Rusya'nın Suriye iç savaşına aktif müdahalesinin temel sebeplerinden biri de, Rusya ve ona biat eden rejimlere göre tehlikeli görülen “radikal İslamcı” olarak tanımlanan unsurların Suriye'ye gidip savaşa dâhil olmalarıdır. Suriye savaşında tecrübe kazanan Kafkasyalıların, Rusya'nın çıkar alanlarında gerçekleştirecekleri eylemler Rusya'yı korkutmuştur. Rusya vatandaşı yaklaşık 20 milyonluk Müslüman nüfusun da bu süreçte “radikalleşme” potansiyeli diğer bir etken olmuştur. Ayrıca Orta Asya ülkelerinden Suriye'ye gidip “radikal gruplar” safında savaşanların sayısı da Rusya'yı endişelendiren bir boyuta ulaşmış durumdadır.

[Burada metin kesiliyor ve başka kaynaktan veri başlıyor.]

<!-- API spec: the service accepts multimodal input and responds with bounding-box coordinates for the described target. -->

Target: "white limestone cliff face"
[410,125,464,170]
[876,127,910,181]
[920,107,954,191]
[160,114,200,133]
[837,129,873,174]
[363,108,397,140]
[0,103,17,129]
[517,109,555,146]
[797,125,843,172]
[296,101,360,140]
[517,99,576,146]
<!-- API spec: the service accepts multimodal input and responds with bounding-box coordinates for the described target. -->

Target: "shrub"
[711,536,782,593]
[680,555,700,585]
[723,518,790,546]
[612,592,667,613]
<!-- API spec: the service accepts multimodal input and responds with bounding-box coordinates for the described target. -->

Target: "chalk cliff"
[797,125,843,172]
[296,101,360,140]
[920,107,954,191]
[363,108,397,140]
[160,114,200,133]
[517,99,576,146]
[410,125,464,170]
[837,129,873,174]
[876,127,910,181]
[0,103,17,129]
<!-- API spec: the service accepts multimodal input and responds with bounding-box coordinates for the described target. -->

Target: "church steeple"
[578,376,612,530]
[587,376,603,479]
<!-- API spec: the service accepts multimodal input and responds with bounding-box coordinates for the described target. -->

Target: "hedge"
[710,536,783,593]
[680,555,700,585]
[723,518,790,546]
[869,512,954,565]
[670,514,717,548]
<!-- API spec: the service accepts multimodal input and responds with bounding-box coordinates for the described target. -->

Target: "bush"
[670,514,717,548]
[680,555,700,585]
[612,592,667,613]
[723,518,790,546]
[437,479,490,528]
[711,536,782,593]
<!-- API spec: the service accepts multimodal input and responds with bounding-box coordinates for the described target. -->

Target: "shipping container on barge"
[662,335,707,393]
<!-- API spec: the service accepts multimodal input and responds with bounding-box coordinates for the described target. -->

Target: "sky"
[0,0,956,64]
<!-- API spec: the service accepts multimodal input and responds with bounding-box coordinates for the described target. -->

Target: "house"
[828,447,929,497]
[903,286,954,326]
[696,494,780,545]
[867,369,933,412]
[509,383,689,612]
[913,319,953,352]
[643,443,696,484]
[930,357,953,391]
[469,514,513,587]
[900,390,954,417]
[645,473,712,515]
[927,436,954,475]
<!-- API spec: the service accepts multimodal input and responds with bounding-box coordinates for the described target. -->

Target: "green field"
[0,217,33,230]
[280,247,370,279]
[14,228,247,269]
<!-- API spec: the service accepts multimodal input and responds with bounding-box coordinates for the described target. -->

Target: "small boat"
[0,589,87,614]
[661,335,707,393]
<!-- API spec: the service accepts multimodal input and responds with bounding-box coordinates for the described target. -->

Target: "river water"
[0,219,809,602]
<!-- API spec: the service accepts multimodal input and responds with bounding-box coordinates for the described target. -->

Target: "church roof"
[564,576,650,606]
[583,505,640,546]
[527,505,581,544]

Sonuç olarak, Suriye Rejimi üzerinde kesin bir otorite tesis eden Rusya, ülke kaynaklarını sömürme noktasında ciddi çalışmalar yürütmektedir. İran’ın sahada Şia temelli yayılışının yanında Rusya daha çok stratejik çıkarlar ve ekonomik menfaat temini üzerinde yoğunlaşmaktadır. Rusya için, Akdeniz’de var olmak, NATO üyesi ülkeler arasındaki çıkar çatışmalarını körüklemek, uluslararası dengeleri kendi lehine yeniden kurmak gibi daha küresel amaçlar da bulunmaktadır. Rusya’nın tüm bu hedefleri için sahada aktif olarak kullandığı paralı askerleri -Wagner- ileride yazmayı düşünüyoruz.